Pfizer said Friday it is halting the testing of a twice-daily obesity drug, citing side effects.
The company said in a press release it will now focus its future efforts for the drug, danuglipron, on a “once-daily formulation.” It noted high rates of adverse reactions to the twice-daily formulation in its Phase 2b clinical trial of the drug.
“While the most common adverse events were mild and gastrointestinal in nature consistent with the mechanism, high rates were observed,” the company said in the release. “High discontinuation rates, greater than 50%, were seen across all doses compared to approximately 40% with placebo.”
Pfizer said the main adverse effects included nausea, vomiting and diarrhea.
Despite adverse reactions from the twice-daily drug, the study “met its primary endpoint demonstrating statistically significant change in body weight from baseline,” according to Pfizer.
“We believe an improved once-daily formulation of danuglipron could play an important role in the obesity treatment paradigm, and we will focus our efforts on gathering the data to understand its potential profile,” Dr. Mikael Dolsten, chief scientific officer and president of Pfizer Research and Development, said in the release.

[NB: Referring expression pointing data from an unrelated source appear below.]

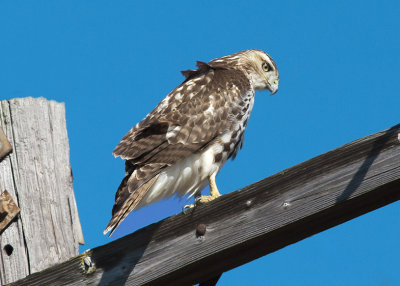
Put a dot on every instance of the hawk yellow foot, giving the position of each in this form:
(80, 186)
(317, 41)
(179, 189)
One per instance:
(187, 208)
(214, 193)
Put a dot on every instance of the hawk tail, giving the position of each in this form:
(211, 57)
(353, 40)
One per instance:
(126, 200)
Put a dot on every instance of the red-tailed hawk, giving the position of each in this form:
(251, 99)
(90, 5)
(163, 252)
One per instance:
(183, 143)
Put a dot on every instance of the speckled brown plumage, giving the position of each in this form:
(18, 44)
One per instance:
(210, 107)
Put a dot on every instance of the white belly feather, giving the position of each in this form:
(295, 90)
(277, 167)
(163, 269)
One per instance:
(187, 177)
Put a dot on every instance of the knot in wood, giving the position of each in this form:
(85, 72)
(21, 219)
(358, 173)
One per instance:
(201, 229)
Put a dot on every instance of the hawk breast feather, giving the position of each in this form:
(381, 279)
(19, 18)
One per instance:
(197, 112)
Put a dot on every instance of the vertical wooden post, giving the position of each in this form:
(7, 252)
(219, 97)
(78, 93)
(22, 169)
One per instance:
(38, 176)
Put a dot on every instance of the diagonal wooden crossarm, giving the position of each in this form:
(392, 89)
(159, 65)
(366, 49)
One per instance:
(241, 226)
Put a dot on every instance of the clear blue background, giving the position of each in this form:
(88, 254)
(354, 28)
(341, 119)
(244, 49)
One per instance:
(111, 62)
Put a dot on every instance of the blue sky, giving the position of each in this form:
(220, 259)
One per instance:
(111, 62)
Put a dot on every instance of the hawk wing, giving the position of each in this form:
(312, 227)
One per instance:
(188, 119)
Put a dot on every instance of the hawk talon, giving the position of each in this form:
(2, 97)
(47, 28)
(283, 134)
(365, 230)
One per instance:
(188, 208)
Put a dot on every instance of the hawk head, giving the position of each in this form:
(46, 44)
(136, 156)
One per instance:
(258, 67)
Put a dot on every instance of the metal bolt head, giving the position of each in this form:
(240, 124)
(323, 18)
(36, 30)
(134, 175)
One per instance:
(201, 229)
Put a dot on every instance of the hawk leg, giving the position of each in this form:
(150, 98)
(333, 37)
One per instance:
(214, 193)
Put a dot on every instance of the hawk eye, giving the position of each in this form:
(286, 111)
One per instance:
(265, 66)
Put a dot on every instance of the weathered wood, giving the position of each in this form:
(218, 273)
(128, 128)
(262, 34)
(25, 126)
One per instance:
(5, 146)
(38, 176)
(249, 223)
(8, 210)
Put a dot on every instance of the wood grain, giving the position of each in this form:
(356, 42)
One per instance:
(38, 176)
(246, 224)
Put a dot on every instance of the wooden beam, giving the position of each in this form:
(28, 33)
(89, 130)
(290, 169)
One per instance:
(38, 178)
(249, 223)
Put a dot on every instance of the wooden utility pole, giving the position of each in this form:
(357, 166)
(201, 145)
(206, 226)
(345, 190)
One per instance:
(241, 226)
(38, 177)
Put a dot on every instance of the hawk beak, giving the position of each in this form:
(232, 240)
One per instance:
(273, 87)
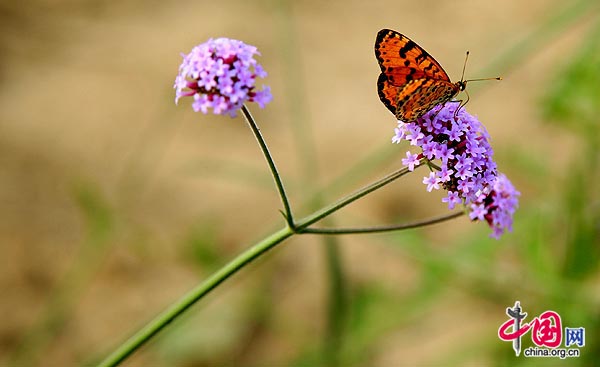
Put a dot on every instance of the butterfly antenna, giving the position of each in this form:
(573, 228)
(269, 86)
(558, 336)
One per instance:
(478, 80)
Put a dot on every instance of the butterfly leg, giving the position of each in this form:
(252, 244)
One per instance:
(462, 104)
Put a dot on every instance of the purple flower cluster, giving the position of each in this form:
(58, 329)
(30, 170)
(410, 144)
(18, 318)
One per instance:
(467, 171)
(220, 74)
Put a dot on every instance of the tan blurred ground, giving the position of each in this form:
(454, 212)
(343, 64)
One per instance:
(86, 99)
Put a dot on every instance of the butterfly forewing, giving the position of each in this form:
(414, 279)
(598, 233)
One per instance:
(403, 60)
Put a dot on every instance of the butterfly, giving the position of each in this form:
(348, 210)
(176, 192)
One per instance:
(411, 82)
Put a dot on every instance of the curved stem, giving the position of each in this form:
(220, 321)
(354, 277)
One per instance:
(263, 146)
(379, 229)
(162, 320)
(302, 224)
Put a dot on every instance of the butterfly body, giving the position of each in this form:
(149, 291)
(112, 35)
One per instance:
(411, 82)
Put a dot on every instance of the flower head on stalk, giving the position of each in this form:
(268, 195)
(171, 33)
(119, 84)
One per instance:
(220, 74)
(467, 171)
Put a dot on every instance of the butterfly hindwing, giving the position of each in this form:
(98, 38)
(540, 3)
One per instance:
(417, 97)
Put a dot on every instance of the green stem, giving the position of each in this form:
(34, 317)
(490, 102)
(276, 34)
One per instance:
(302, 224)
(263, 146)
(162, 320)
(378, 229)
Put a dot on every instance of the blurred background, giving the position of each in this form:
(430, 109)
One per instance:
(115, 202)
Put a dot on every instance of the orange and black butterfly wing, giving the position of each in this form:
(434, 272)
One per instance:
(402, 60)
(411, 81)
(418, 96)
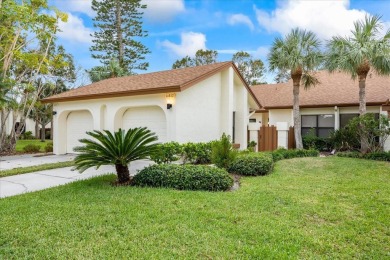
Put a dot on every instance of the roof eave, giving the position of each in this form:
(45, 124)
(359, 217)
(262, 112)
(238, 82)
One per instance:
(113, 95)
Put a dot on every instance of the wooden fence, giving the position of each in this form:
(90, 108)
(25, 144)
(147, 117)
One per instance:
(291, 138)
(268, 138)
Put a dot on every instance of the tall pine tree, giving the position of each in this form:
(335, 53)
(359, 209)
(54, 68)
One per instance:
(119, 24)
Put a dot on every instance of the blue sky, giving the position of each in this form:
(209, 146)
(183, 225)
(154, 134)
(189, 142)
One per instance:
(179, 27)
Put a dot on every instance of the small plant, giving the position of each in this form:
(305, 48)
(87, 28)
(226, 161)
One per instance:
(281, 154)
(167, 153)
(222, 152)
(49, 148)
(311, 141)
(27, 136)
(184, 177)
(252, 164)
(252, 146)
(32, 148)
(197, 153)
(372, 132)
(118, 148)
(345, 139)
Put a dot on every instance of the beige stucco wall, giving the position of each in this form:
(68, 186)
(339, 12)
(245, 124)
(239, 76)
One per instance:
(30, 124)
(200, 113)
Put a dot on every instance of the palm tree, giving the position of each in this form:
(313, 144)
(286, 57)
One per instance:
(299, 53)
(117, 149)
(357, 54)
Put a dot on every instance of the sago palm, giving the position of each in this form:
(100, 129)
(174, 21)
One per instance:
(117, 149)
(298, 52)
(359, 53)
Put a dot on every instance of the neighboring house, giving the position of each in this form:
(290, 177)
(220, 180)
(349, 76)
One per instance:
(196, 104)
(325, 107)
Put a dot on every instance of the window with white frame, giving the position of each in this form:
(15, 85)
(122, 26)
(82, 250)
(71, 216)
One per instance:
(319, 125)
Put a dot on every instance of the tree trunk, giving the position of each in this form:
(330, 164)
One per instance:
(123, 173)
(119, 33)
(43, 134)
(363, 111)
(297, 116)
(362, 95)
(51, 128)
(36, 127)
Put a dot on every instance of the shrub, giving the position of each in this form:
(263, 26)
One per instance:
(49, 148)
(252, 164)
(364, 131)
(222, 152)
(314, 142)
(184, 177)
(281, 154)
(27, 136)
(197, 153)
(32, 148)
(345, 139)
(352, 154)
(167, 153)
(252, 146)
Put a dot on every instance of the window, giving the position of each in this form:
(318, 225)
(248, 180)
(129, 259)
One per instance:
(319, 125)
(345, 118)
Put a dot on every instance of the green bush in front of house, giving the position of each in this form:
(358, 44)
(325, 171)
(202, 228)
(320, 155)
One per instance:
(223, 153)
(167, 153)
(31, 148)
(184, 177)
(281, 154)
(197, 153)
(252, 164)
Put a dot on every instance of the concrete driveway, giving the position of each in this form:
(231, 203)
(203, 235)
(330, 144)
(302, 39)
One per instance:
(26, 160)
(18, 184)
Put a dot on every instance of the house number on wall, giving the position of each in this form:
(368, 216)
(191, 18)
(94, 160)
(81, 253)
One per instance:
(170, 95)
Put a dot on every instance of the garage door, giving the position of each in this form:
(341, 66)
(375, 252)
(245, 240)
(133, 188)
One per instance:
(77, 124)
(151, 117)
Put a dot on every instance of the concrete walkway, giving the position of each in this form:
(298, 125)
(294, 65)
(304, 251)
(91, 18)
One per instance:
(26, 160)
(28, 182)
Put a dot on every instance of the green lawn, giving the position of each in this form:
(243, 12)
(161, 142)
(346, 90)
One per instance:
(42, 167)
(22, 143)
(307, 208)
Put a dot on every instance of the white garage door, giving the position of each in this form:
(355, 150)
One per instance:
(151, 117)
(77, 124)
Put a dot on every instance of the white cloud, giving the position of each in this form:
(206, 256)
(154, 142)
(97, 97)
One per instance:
(240, 19)
(74, 30)
(325, 18)
(190, 43)
(82, 6)
(162, 10)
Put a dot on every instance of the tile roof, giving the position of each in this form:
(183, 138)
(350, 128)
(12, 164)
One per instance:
(149, 83)
(335, 89)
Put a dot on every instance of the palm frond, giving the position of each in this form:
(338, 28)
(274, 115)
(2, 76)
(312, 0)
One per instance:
(120, 147)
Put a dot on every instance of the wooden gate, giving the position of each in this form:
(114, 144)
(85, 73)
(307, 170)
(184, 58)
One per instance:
(268, 138)
(291, 138)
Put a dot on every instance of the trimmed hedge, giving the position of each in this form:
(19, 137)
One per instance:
(281, 154)
(377, 156)
(184, 177)
(32, 148)
(167, 153)
(252, 164)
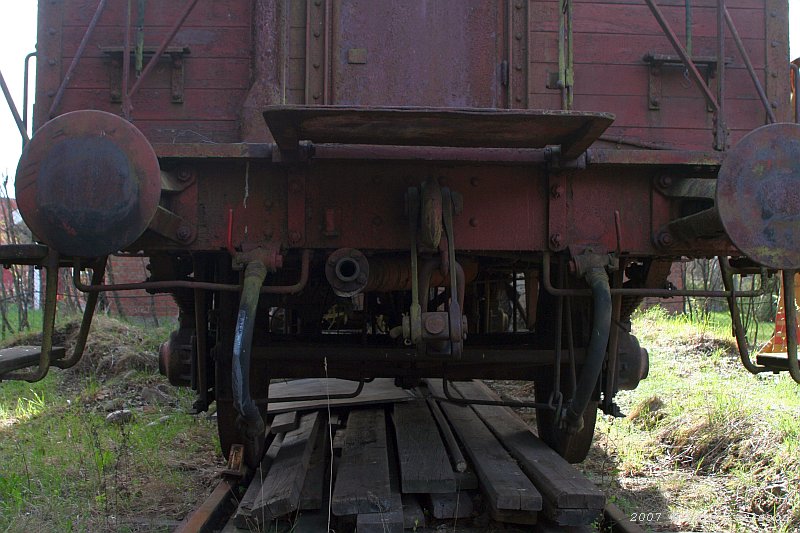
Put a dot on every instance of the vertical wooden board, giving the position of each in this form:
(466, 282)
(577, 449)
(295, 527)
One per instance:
(311, 496)
(559, 482)
(452, 505)
(362, 480)
(777, 58)
(413, 515)
(280, 492)
(505, 485)
(424, 464)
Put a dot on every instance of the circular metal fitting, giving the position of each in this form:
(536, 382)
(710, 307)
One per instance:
(758, 195)
(88, 183)
(347, 271)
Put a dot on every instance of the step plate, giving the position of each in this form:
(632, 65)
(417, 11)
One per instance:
(19, 357)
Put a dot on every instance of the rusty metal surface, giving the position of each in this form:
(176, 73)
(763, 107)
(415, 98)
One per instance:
(574, 131)
(88, 183)
(758, 195)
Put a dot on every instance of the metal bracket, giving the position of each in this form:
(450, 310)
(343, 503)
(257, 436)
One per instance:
(172, 226)
(174, 55)
(659, 62)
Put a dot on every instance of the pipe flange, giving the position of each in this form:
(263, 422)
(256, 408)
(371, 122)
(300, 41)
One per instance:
(347, 270)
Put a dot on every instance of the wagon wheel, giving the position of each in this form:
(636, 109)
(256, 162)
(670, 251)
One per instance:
(572, 447)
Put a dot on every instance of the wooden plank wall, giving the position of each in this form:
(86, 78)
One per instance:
(217, 69)
(610, 39)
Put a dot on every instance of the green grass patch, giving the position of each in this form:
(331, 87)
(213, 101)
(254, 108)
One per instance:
(711, 446)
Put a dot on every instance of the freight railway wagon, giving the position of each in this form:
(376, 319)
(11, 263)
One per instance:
(422, 189)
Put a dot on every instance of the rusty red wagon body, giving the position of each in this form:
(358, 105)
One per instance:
(432, 188)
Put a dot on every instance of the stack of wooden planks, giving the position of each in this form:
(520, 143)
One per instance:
(393, 465)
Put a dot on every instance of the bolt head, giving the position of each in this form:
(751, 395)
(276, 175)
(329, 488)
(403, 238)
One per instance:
(434, 324)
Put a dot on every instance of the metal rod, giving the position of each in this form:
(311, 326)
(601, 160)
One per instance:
(25, 83)
(720, 134)
(86, 322)
(796, 79)
(13, 107)
(790, 312)
(126, 64)
(203, 285)
(687, 61)
(101, 6)
(157, 56)
(613, 345)
(747, 63)
(456, 457)
(736, 319)
(48, 325)
(254, 275)
(689, 23)
(597, 278)
(656, 293)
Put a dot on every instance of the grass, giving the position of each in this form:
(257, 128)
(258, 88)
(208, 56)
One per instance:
(65, 468)
(706, 445)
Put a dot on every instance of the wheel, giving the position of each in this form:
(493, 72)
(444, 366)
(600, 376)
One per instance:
(572, 447)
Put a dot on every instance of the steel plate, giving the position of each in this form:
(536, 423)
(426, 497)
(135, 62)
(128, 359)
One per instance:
(758, 195)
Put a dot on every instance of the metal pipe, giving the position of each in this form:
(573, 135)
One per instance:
(597, 278)
(101, 6)
(790, 312)
(13, 107)
(613, 346)
(48, 325)
(687, 61)
(626, 291)
(254, 275)
(689, 23)
(203, 285)
(796, 79)
(86, 322)
(25, 83)
(126, 64)
(747, 63)
(736, 319)
(154, 60)
(720, 134)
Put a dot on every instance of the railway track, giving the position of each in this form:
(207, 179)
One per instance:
(403, 460)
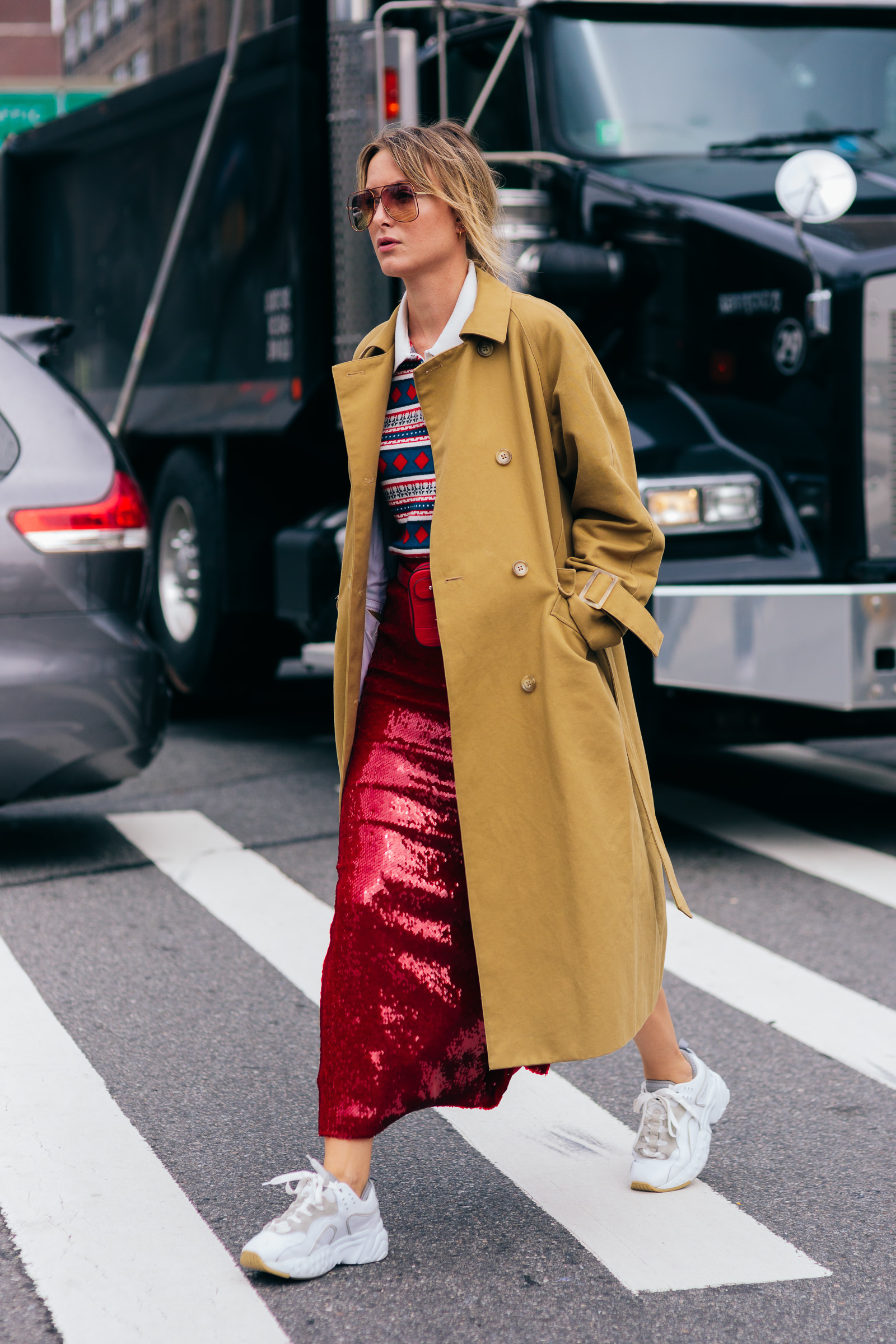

“Results from ongoing and future studies of the once-daily danuglipron modified release formulation will inform a potential path forward with an aim to improve the tolerability profile and optimize both study design and execution,” Dolsten continued.
Pfizer also discontinued the development of another obesity drug in June. The company announced it was discontinuing the development of lotiglipron due to elevated levels of the enzyme transaminase being detected during both the Phase 1 and Phase 2 studies. Higher levels of transaminase can point to liver disease or liver damage by way of a drug.